Electric Sports weight-shift trike impresses

AERO, held each year in the south of Germany, is one of those shows that has interesting aircraft in more nooks and crannies than even a crack reporter can find. Thanks to Tom Peghiny of Flightstar eSpyder and Flight Design USA fame, we have more from the German show about electric-powered aircraft.

Enthusiasts of electric aircraft realize that the road to electric-powered, general-use aircraft is still off in the future. For example, we haven’t seen much lately about the electric Cessna 172 project.

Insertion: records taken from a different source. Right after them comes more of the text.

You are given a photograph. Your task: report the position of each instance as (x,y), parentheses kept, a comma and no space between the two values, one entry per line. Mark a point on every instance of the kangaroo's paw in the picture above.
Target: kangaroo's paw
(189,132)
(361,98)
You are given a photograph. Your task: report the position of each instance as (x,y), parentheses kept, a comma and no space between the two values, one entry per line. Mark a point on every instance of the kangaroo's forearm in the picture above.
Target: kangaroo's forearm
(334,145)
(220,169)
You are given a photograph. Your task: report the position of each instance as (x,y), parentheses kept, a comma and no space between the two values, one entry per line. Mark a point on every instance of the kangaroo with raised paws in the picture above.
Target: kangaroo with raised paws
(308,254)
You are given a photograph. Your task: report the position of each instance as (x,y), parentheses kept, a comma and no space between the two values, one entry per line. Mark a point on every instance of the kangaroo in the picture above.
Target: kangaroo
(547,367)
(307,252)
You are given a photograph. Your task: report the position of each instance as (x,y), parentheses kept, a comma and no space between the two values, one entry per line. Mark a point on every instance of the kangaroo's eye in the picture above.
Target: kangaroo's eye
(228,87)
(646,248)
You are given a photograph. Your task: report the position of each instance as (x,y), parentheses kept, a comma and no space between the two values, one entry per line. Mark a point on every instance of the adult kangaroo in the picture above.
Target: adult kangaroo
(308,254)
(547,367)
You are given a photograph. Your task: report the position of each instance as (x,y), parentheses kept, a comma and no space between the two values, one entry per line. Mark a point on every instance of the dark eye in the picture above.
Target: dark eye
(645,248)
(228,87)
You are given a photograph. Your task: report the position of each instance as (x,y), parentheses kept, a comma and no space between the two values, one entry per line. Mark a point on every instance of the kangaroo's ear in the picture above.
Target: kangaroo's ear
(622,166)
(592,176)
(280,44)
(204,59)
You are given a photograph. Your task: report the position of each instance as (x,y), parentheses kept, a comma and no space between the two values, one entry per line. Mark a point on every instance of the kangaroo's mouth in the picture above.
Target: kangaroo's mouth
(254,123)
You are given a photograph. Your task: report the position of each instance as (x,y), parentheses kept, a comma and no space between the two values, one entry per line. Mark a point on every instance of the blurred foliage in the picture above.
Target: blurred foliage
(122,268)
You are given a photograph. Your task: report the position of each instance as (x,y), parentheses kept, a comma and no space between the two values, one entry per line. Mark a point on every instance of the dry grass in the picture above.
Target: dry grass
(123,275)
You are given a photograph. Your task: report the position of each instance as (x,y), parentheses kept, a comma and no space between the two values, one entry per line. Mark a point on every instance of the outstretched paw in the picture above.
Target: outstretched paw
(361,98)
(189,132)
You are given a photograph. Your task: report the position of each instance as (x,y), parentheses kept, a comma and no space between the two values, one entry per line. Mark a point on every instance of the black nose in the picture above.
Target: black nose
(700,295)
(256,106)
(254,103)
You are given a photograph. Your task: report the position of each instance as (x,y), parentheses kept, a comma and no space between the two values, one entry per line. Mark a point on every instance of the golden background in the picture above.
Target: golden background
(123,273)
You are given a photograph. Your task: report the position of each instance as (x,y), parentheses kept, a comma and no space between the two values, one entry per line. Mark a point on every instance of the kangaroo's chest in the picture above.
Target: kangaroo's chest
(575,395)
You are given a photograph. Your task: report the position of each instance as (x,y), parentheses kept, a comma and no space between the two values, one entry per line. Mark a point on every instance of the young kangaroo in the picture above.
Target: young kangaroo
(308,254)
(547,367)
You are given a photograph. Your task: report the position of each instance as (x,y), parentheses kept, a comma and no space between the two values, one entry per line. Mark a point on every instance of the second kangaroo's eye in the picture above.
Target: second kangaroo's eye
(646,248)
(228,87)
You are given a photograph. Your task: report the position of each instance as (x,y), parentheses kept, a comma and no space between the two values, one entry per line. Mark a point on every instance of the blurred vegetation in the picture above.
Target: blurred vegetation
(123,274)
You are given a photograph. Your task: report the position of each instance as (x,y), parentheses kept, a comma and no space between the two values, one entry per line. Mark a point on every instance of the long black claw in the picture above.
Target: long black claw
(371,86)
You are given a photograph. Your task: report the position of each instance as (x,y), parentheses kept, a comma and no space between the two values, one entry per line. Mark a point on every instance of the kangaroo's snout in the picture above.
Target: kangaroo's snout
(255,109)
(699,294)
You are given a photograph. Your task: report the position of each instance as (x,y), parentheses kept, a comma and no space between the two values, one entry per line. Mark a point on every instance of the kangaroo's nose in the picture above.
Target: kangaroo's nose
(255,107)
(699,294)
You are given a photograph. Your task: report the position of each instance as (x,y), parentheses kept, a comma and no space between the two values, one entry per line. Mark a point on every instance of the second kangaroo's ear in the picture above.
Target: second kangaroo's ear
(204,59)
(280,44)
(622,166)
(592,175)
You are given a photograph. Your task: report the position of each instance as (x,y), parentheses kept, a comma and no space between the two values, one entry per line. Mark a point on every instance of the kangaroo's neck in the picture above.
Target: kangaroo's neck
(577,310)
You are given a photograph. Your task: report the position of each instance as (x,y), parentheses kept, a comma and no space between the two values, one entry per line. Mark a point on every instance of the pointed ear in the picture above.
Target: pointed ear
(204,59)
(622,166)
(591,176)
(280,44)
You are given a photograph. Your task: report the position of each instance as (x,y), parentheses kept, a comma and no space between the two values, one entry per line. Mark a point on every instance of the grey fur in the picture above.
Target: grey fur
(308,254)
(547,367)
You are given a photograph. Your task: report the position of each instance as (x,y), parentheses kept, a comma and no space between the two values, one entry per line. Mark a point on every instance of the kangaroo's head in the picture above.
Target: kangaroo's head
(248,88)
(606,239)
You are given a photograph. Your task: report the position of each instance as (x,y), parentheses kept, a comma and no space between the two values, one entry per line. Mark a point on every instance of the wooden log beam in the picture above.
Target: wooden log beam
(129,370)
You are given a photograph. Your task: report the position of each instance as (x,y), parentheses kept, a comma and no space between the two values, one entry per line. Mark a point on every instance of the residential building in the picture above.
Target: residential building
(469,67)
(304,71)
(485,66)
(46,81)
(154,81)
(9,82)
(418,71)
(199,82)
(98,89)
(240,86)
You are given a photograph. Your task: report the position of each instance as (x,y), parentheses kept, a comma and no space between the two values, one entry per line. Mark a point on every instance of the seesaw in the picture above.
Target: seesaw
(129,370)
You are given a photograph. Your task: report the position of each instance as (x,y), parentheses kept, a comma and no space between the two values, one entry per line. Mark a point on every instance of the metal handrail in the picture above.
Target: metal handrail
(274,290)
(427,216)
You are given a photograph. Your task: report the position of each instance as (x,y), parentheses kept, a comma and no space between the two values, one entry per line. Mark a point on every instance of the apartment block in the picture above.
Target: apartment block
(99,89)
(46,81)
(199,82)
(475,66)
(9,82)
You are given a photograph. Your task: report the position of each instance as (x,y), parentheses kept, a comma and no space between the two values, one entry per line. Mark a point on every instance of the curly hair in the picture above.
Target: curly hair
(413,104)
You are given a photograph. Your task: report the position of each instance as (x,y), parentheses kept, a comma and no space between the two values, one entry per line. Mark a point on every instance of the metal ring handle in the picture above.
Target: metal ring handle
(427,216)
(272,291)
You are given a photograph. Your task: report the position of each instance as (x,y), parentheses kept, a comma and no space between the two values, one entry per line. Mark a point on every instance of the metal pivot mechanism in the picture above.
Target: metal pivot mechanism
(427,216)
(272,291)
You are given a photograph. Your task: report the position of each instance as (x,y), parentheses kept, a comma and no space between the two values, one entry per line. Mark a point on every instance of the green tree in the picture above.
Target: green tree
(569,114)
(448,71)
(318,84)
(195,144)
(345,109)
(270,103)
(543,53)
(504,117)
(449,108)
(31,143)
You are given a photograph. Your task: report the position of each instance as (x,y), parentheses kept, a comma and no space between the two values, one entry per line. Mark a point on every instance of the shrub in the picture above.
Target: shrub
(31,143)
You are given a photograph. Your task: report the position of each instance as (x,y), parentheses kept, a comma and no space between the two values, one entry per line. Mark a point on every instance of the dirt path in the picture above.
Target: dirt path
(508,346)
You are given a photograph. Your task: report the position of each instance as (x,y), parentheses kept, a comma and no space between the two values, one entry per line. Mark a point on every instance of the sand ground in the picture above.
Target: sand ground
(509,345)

One thing seems certain: The first electric airplanes to find market success will surely be the lightest of the breed.

Peghiny sold his Flightstar designs to electric aircraft developer Yuneec so it could advance the eSpyder. Tom confirmed Yuneec is hard at work and that we’ll see the eSpyder as an LSA in America, but first it will appear as a German ultralight.

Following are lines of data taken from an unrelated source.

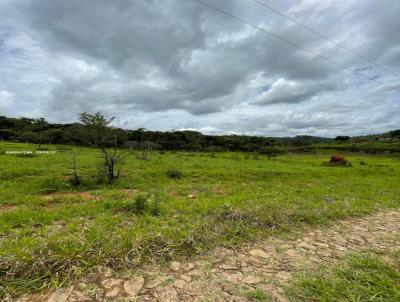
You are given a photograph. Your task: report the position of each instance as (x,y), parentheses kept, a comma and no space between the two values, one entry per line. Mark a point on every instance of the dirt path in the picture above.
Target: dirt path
(226,275)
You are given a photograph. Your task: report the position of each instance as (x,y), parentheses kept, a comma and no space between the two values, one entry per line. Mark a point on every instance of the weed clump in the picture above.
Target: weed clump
(138,205)
(174,174)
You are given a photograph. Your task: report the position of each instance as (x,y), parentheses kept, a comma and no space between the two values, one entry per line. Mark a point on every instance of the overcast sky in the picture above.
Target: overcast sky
(176,64)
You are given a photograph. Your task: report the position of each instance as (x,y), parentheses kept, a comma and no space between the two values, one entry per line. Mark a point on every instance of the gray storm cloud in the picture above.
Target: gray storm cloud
(179,65)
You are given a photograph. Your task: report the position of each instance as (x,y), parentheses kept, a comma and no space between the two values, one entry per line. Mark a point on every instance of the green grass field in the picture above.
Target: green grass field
(52,232)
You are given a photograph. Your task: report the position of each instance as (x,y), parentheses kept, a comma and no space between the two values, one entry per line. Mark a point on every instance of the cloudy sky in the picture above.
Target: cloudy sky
(177,64)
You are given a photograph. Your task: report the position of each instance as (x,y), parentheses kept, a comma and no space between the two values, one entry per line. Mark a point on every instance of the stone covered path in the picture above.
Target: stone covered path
(227,274)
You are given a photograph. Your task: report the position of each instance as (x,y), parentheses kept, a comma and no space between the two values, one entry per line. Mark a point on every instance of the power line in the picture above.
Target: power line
(326,38)
(287,41)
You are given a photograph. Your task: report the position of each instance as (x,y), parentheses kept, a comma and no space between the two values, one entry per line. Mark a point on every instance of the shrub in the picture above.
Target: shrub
(138,206)
(174,174)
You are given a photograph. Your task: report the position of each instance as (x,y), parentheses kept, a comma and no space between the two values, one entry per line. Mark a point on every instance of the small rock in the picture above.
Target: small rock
(179,283)
(153,283)
(61,295)
(283,275)
(113,293)
(232,277)
(167,294)
(186,278)
(188,266)
(340,248)
(228,267)
(307,246)
(195,273)
(133,286)
(259,253)
(175,266)
(110,283)
(78,296)
(250,280)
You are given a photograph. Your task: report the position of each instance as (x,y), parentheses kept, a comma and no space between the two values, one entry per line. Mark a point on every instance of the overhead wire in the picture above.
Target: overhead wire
(287,41)
(326,37)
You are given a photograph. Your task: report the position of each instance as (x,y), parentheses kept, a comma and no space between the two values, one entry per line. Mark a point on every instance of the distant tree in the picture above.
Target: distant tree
(342,138)
(394,134)
(98,133)
(271,151)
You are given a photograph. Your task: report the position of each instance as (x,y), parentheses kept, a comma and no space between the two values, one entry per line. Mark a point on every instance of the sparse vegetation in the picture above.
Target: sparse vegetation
(105,224)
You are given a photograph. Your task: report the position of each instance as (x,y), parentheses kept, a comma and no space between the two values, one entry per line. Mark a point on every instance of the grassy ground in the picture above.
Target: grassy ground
(48,238)
(360,277)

Besides Peghiny’s work in the powered aircraft arena, he is also a longtime expert hang glider pilot. So when he raved about the Electric Sports weight-shift control trike he found at AERO 2012, I paid attention.

Designers Eduard van de Kraats and Wolfgang Zankl started their project in spring of 2011. Their progress was swift. Including the lightest batteries, ES-trike is claimed to weigh only 67 pounds or 99 pounds even with the longest-lasting batteries. Adding the ATOS VR 190 wing at 97 pounds, the total aircraft is approximately 164-196 pounds thanks to a titanium trike frame (the carriage alone is a mere 26 pounds). An extended shaft keeps the prop out of disturbed air, which the designers say increases power and quiets operation.

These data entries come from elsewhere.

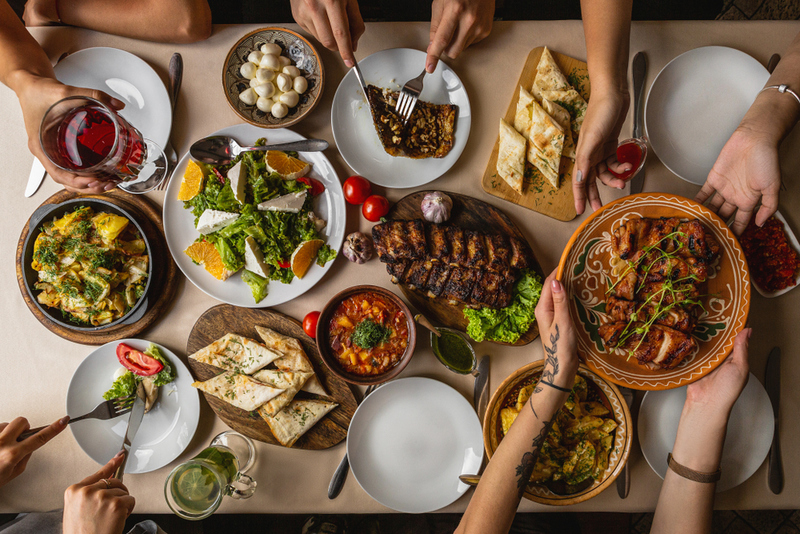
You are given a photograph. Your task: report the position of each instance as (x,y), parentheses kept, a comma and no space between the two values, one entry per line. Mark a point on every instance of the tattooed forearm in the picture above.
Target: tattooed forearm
(526,465)
(551,361)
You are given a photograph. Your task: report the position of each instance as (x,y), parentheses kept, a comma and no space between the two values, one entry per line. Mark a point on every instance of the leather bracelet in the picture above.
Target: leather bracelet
(782,88)
(691,474)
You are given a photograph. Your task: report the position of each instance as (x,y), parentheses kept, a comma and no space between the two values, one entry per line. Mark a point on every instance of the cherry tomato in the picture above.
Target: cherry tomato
(316,187)
(357,189)
(310,324)
(375,207)
(137,361)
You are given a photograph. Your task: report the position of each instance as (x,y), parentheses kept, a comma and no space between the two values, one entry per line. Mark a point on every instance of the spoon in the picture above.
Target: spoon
(221,149)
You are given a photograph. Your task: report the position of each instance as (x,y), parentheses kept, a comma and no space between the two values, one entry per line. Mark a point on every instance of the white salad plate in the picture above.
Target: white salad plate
(166,429)
(127,78)
(180,231)
(410,440)
(747,442)
(695,104)
(355,133)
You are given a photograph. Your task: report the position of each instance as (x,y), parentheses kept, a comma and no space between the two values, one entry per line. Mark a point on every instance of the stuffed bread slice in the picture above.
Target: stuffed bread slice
(296,419)
(239,390)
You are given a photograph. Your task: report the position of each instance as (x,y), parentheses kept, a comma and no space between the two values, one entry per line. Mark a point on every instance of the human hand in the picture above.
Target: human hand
(337,24)
(98,504)
(14,455)
(455,25)
(36,94)
(747,171)
(557,334)
(596,152)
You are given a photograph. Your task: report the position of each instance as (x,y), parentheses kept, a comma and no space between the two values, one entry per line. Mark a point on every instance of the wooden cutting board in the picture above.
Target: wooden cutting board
(471,214)
(538,194)
(222,319)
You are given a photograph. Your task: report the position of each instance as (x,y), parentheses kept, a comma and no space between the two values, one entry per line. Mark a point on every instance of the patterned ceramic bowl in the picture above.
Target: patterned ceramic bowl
(582,270)
(608,395)
(303,56)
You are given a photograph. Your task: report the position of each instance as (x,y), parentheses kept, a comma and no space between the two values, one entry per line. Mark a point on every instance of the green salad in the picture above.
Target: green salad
(256,219)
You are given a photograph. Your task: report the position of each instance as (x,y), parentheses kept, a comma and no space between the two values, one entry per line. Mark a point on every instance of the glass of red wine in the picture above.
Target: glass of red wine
(83,136)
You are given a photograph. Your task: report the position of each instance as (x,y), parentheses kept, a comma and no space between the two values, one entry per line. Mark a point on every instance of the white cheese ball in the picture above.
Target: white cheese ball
(248,70)
(265,89)
(300,84)
(290,98)
(283,82)
(271,48)
(248,96)
(270,62)
(279,110)
(265,104)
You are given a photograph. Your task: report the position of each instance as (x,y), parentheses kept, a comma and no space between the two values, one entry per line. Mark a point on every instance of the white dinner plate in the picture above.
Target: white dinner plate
(127,78)
(166,429)
(180,231)
(747,442)
(410,440)
(695,104)
(355,133)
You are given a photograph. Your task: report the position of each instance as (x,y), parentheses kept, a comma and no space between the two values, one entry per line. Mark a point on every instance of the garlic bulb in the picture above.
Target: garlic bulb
(436,207)
(357,247)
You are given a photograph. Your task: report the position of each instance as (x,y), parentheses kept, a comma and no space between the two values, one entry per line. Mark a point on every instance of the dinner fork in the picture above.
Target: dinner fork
(409,94)
(105,410)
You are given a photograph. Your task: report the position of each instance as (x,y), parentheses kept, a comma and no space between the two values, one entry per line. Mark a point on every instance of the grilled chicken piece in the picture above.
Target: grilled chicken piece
(678,318)
(661,346)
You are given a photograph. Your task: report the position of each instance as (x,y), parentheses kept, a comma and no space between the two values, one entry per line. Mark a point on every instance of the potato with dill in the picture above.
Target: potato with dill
(580,441)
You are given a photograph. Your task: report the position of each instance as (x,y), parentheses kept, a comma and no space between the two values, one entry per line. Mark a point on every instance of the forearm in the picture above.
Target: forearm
(607,28)
(685,505)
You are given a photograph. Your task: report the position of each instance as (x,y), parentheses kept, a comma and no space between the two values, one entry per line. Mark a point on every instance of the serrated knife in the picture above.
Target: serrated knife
(773,386)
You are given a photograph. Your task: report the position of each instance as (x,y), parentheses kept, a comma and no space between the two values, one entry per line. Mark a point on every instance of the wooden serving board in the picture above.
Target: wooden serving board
(224,318)
(538,194)
(471,214)
(162,286)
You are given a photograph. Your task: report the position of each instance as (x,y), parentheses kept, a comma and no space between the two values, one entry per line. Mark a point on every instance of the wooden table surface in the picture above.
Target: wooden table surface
(37,365)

The ATOS VR 190 wing is one of the most impressive available, with a glide angle beyond 20:1, stall at 23 mph (on the ES-trike), and top cruise speed of 55 mph. All these measurements keep the rig well with Part 103 parameters, which means no pilot license is required to fly it — therefore no medical is mandatory — and no N-numbers are needed.

Takeoff in the ES-trike requires less than 100 feet and it can climb at 400-600 fpm (presuming a pilot weight of 154 pounds; your results may vary). Endurance is specified as 25 minutes with an 18-pound battery pack; up to two-and-half hours with a 51-pound battery pack. Even with the biggest battery set, ES-trike still easily qualifies under FAR Part 103, but various battery packs are available. For a thorough review of all aspects of the ES-trike and to see in-flight videos, visit the company’s website.

The company is presently working on a two-seat version. The southern German company has no U.S. representation at this time.